To address the synthetic opioid crisis, Colorado must stay laser-focused on three things:  swiftly reducing overdose deaths, permanently lowering demand for synthetic opioids, and disrupting dangerous synthetic opioid manufacture and supply by major transnational criminal organizations.

Our state is already on the right track in many respects. Colorado simply needs to continue implementing, funding and scaling up existing public health programs focused on life-saving interventions, prevention, treatment, and recovery.

But we can do even more this legislative session:

We immediately save lives by expanding Good Samaritan laws that allow people to call for help when an overdose is occurring.

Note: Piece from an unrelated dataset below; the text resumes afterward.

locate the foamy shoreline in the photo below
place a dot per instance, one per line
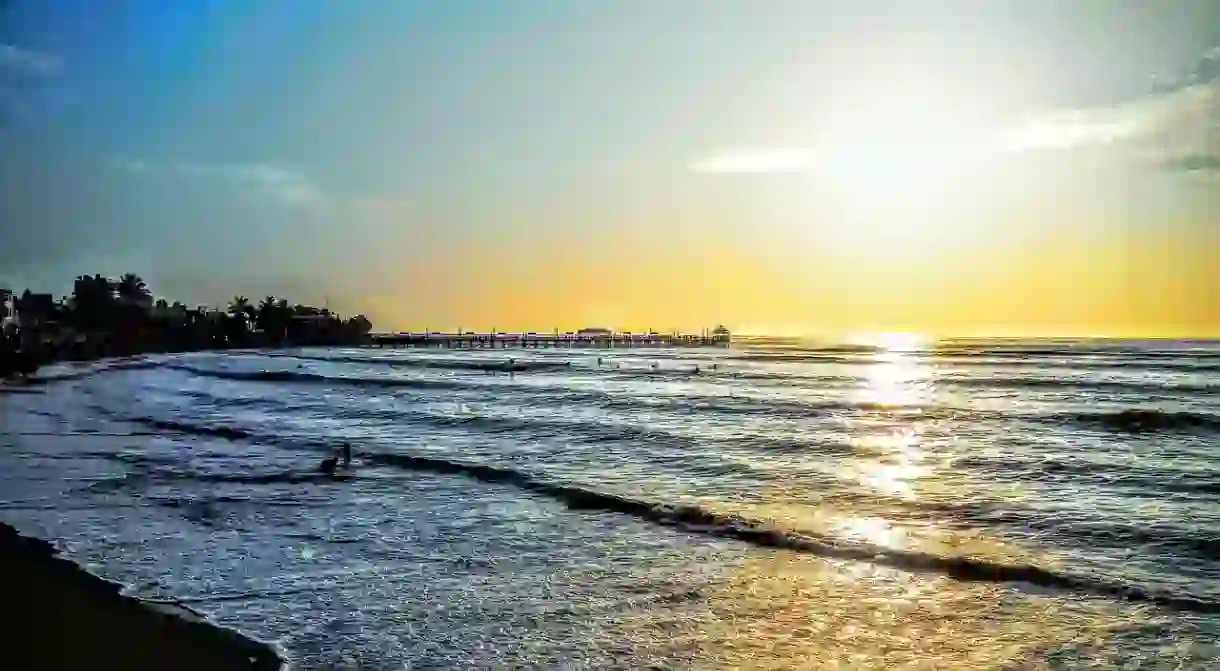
(100, 627)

We throw a lifeline to local leaders on the front lines by giving them more tools to swiftly combat this crisis, including the ability to pilot overdose prevention strategies proven to work.



We disrupt supply of unsafe synthetic opioids by prioritizing all available law enforcement resources to aiding federal investigations of transnational criminal organizations, promptly mapping and investigating local overdoses, and expand pre-arrest diversion.

To succeed, however, we also must avoid the risk of undermining our own efforts by increasing criminal penalties against individuals using or supplying small amounts of synthetic opioids.

The three recommendations above are all endorsed in a groundbreaking 2022 report from the bipartisan and congressionally-mandated U.S. Commission on Synthetic Opioid Trafficking. Increasing criminal penalties, however, does not appear anywhere among the 22 key recommendations, and for good reason. Harsher prosecutions and longer punishments do nothing to reduce synthetic opioid supply or demand.

Proposals currently in front of Colorado lawmakers that would write federal "drug-induced homicide" laws into state law — and that would increase harsh penalties for people who do not even know a drug contains trace amounts of fentanyl — are a major distraction from the proven strategies above and a waste of law enforcement resources. They also risk increasing overdose deaths and worsening racial disparities.

Staying focused on the three evidence-based strategies above will help turn the tide on the synthetic opioid crisis while also building healthier, safer and more just communities.